Suivons cette marche des anciennes eaux, en prenant pour guides non-seulement les savans déjà cités, mais un autre géologue, leur doyen, M. Philippe Matheron, qui, le premier, sut porter la lumière sur les points obscurs ou mal interprétés de la série entière des phénomènes dont la Provence fut alors le théâtre. La Provence « sénonienne » n’était plus une région insulaire, séparée par la mer de la région des Alpes. Soudée maintenant à celle-ci, elle faisait partie d’une étendue continentale, déjà assez imposante, quoique très éloignée de ressembler à ce qu’est l’Europe moderne.

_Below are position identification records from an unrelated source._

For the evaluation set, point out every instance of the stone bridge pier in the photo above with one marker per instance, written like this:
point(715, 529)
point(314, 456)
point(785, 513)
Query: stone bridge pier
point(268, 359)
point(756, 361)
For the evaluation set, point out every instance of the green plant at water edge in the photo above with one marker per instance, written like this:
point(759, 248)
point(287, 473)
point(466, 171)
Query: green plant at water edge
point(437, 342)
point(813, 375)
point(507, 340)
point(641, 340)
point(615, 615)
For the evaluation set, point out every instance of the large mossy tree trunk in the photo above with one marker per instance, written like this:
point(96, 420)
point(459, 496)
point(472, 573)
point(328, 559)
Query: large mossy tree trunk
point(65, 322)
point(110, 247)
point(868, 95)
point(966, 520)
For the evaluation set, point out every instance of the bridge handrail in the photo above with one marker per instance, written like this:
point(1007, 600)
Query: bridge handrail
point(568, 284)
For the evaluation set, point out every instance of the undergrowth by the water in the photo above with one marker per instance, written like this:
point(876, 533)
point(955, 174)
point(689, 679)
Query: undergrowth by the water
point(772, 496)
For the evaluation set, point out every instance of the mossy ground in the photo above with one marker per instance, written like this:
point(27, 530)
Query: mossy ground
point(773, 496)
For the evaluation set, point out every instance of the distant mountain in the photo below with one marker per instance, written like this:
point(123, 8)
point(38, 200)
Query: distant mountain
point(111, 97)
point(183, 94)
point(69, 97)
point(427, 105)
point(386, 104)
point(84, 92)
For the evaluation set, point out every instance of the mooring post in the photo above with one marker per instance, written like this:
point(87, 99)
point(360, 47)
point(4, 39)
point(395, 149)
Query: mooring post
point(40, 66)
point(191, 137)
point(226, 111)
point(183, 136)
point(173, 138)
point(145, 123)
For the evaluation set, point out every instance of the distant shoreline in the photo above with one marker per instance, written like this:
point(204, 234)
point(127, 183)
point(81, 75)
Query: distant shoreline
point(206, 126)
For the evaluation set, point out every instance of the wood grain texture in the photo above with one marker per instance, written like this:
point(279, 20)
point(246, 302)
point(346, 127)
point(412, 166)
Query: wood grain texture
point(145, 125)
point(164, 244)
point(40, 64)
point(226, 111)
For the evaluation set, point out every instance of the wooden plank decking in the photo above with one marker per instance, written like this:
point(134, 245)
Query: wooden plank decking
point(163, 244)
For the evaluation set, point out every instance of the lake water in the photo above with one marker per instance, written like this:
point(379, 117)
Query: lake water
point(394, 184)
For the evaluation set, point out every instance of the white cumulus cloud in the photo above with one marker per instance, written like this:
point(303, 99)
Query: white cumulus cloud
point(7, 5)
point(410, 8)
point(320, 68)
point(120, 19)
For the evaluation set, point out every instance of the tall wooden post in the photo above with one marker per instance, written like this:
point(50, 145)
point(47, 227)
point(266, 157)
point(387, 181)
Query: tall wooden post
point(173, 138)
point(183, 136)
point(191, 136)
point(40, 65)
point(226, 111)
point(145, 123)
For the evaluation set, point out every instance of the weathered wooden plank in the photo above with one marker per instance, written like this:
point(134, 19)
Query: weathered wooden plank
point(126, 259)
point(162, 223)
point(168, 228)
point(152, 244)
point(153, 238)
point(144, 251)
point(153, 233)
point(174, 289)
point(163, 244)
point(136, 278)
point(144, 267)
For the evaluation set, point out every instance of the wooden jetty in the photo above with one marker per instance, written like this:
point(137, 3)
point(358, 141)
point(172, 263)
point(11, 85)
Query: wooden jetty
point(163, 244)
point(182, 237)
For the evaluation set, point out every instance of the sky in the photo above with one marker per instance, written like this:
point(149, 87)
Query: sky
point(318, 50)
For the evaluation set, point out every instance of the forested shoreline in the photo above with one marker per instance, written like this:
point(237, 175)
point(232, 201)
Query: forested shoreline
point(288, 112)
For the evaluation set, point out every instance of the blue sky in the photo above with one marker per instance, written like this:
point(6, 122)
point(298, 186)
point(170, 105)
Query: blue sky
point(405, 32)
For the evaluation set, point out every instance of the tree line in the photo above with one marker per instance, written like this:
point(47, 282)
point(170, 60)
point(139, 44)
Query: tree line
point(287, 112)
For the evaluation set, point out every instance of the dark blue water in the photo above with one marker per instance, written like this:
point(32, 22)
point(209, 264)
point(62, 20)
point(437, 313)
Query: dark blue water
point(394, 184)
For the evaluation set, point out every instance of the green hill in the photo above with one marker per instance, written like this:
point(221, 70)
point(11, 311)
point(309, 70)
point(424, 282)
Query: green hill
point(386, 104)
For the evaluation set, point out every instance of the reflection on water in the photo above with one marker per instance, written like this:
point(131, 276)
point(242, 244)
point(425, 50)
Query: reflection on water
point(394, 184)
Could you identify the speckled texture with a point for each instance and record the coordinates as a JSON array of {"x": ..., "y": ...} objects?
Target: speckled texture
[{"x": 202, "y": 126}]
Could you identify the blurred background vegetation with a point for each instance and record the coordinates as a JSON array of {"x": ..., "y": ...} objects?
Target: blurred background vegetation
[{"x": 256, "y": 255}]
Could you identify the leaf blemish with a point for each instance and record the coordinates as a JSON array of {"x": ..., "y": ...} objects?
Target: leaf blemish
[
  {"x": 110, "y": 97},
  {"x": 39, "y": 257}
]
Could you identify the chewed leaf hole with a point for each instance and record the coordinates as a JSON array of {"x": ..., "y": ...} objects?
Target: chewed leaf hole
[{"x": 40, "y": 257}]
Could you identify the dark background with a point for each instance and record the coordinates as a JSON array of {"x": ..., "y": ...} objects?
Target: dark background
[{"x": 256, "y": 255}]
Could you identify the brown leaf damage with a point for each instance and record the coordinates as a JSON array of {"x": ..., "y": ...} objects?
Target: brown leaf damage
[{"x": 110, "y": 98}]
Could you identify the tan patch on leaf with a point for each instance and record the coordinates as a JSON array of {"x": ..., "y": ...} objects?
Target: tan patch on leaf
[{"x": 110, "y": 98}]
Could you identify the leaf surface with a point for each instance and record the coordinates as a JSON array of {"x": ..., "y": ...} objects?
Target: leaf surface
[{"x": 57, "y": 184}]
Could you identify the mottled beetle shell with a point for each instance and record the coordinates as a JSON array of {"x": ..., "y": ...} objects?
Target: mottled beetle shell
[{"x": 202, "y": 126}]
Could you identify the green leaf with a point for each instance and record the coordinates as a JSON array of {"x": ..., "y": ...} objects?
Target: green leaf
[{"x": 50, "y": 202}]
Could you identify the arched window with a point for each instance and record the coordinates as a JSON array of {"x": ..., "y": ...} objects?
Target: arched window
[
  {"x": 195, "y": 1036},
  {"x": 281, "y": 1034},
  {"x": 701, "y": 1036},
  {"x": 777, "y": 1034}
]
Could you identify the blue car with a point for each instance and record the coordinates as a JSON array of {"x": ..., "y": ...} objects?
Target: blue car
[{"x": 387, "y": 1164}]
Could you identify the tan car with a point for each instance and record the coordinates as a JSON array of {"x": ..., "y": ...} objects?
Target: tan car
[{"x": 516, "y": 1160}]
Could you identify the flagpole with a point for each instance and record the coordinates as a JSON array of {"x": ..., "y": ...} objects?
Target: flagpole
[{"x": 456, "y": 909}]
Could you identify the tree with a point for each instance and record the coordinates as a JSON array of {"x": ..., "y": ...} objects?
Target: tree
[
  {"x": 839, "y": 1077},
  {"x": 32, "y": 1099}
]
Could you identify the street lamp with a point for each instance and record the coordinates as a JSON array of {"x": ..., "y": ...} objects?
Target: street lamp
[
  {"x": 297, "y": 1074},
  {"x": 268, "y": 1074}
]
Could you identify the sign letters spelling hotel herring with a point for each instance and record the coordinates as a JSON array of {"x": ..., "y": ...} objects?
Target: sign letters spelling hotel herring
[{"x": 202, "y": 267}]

Quant à la mer de la craie moyenne, qui remplissait la vallée du Rhône, elle échancrait le sol provençal sur deux points, dessinant deux golfes étroits et sinueux, l’un plus large et plus profond, partant de l’étang de Berre pour s’étendre au-delà d’Auriol et de Saint-Zacharie jusqu’au Plan-d’Aups et au pied même de la Sainte-Baume ; l’autre plus étroit, plus petit et plus capricieusement dessiné le long de ses bords, s’avançant vers La Ciotat et le golfe des Lèques pour aller atteindre et dépasser le Beausset, au nord-ouest de Toulon. Les

  1. Collot, Description géologique des environs d’Aix-en-Provence, p. 157. Montpellier, 1880.
  2. Revue scientifique, n° 25, 1872.